WASHINGTON, DC, US, 2001-03-13 // Demand this year will hit 6.951 quadrillion Btu (qBtu), says the Energy Information Administration in its ‘Short Term Energy Outlook’ released in March. This will reach 7.131 qBtu in 2002 under the mid world oil price case. By comparison, demand last year was 6.922 and was 6.994 in 1999. The largest single source of renewable energy in the United States this year will be the hydropower generated by electric utilities, where it will be 2.745 qBtu and will rise by 3.8 percent by next year.
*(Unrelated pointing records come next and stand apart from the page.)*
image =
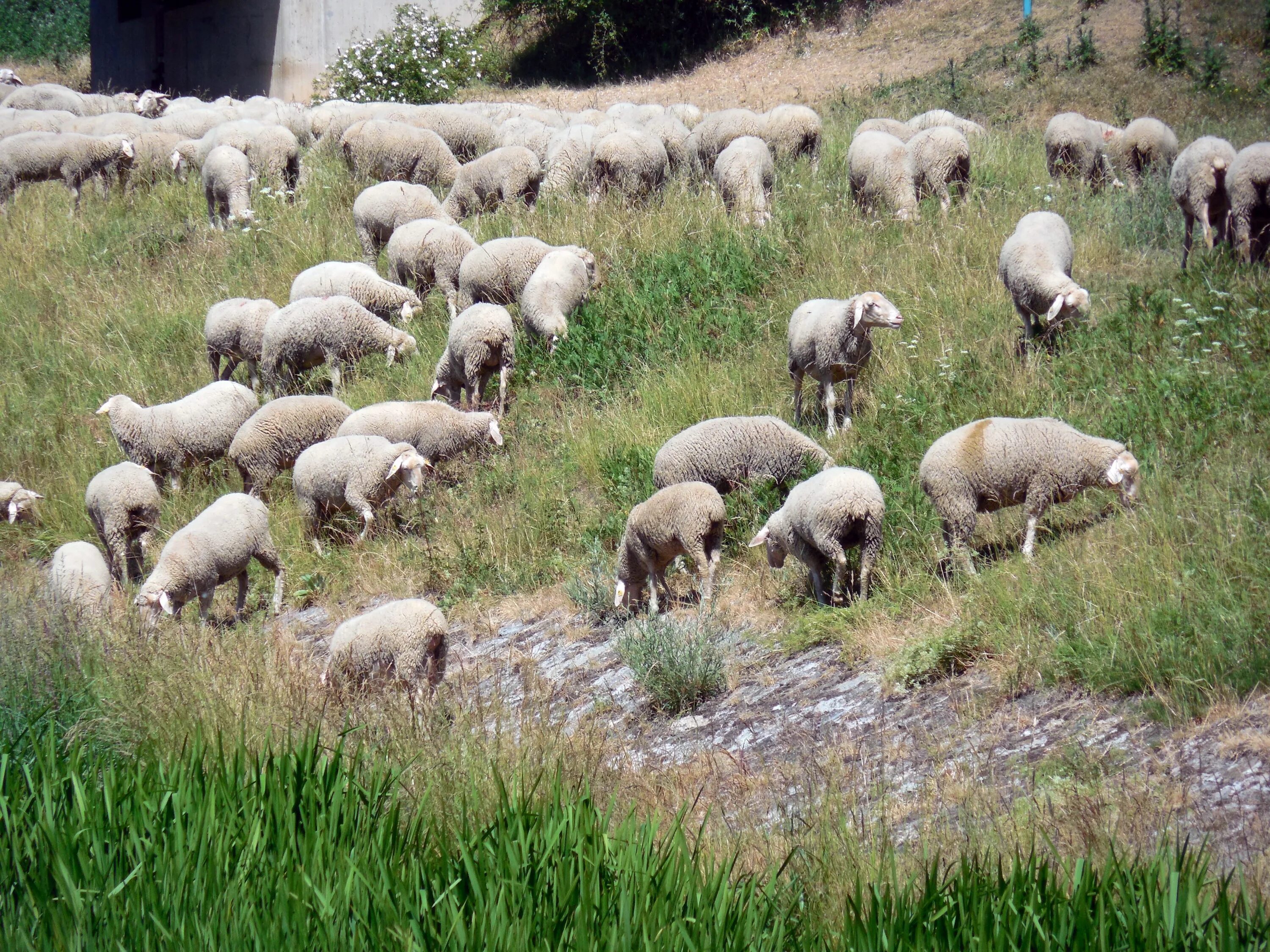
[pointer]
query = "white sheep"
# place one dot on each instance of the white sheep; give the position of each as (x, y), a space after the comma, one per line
(1000, 462)
(122, 503)
(1035, 266)
(167, 438)
(360, 282)
(216, 546)
(837, 509)
(830, 342)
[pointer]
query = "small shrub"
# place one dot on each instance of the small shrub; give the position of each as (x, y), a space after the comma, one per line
(677, 662)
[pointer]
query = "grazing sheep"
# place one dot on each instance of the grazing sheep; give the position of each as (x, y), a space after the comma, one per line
(685, 520)
(1035, 266)
(482, 341)
(558, 286)
(830, 342)
(166, 438)
(383, 209)
(881, 173)
(18, 503)
(216, 546)
(79, 582)
(743, 173)
(825, 516)
(1076, 148)
(276, 435)
(1249, 188)
(1198, 184)
(436, 429)
(938, 158)
(731, 451)
(235, 330)
(999, 462)
(122, 503)
(44, 157)
(352, 474)
(226, 177)
(406, 636)
(332, 330)
(502, 177)
(430, 253)
(360, 282)
(398, 151)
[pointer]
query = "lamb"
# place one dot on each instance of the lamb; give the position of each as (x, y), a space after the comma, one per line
(881, 173)
(1250, 201)
(122, 503)
(360, 282)
(226, 177)
(79, 582)
(70, 157)
(482, 339)
(18, 503)
(1076, 148)
(216, 546)
(167, 438)
(398, 151)
(939, 157)
(999, 462)
(825, 516)
(1198, 184)
(352, 474)
(685, 520)
(407, 636)
(731, 451)
(830, 342)
(502, 177)
(235, 329)
(383, 209)
(430, 253)
(276, 435)
(558, 286)
(1035, 266)
(436, 429)
(745, 174)
(332, 330)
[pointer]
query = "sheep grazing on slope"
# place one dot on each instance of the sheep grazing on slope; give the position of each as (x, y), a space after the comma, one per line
(1249, 188)
(743, 173)
(830, 342)
(276, 435)
(18, 503)
(1035, 266)
(503, 177)
(360, 282)
(731, 451)
(685, 520)
(435, 428)
(122, 503)
(383, 209)
(1000, 462)
(216, 546)
(430, 253)
(234, 330)
(407, 636)
(352, 474)
(482, 341)
(332, 330)
(167, 438)
(825, 516)
(1198, 184)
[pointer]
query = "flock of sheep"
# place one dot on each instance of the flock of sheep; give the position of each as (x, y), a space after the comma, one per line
(491, 154)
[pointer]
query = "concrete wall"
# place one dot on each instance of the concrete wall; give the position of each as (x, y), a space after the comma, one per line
(238, 47)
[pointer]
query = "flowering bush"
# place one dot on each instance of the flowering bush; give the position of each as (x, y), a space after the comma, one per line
(421, 60)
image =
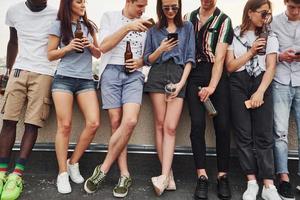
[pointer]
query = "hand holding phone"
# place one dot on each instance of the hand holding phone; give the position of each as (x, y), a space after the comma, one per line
(173, 36)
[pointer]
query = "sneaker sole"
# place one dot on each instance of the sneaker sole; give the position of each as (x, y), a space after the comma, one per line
(118, 195)
(285, 198)
(86, 188)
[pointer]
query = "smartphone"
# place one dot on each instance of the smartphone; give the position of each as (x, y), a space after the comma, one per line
(151, 20)
(173, 35)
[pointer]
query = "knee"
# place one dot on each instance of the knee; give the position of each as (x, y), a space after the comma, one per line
(93, 125)
(115, 123)
(130, 123)
(64, 129)
(170, 130)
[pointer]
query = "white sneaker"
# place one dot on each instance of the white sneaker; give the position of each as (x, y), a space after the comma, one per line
(63, 184)
(270, 193)
(74, 173)
(252, 191)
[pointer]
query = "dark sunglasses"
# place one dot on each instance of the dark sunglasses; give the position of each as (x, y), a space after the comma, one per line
(170, 8)
(264, 13)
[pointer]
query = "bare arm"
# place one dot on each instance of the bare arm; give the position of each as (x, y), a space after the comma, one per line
(12, 48)
(54, 53)
(217, 71)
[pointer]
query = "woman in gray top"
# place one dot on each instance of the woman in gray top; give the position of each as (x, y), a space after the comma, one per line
(73, 78)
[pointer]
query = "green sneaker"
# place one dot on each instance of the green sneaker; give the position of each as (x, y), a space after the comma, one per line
(12, 188)
(92, 184)
(2, 181)
(121, 190)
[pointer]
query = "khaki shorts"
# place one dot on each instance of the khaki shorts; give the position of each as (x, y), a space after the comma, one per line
(30, 89)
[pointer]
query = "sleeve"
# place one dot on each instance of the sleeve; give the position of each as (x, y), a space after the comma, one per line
(105, 27)
(148, 50)
(55, 29)
(9, 18)
(190, 54)
(226, 32)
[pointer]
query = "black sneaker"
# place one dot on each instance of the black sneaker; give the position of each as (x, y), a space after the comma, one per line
(223, 187)
(285, 191)
(201, 188)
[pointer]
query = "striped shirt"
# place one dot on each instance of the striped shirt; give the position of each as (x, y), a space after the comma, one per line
(217, 29)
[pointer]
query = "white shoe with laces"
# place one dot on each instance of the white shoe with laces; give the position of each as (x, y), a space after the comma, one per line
(63, 184)
(270, 193)
(74, 173)
(252, 191)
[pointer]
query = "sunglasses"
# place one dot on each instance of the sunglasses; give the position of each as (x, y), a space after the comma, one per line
(170, 8)
(264, 13)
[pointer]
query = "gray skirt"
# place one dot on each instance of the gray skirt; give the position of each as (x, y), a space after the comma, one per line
(162, 74)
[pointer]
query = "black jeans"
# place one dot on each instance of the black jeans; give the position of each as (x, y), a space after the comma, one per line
(252, 127)
(200, 76)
Utilities use only 0.004 qBtu of geothermal, solar and wind, and 0.021 for biofuels, . Both these sources will remain static from 2001 to 2002. Among non-utility power generators, the use of biofuels will be 0.729 qBtu this year, while geothermal, solar and wind will be 0.186. All three sources will remain static into next year, according to the EIA analysis. In other sectors, industrial use of biofuels is the second largest segment of renewable energy in the U.S., at 2.008 qBtu this year. Residential and commercial use of solar and biofuels will be 0.547 qBtu this year, and will demonstrate the greatest increase (5.5 percent) by next year. Transportation accounts for 0.112 qBtu of ethanol gasoline, and there is 0.267 qBtu of imported electricity that is defined as renewable energy. EIA is the statistical agency for the U.S. Department of Energy.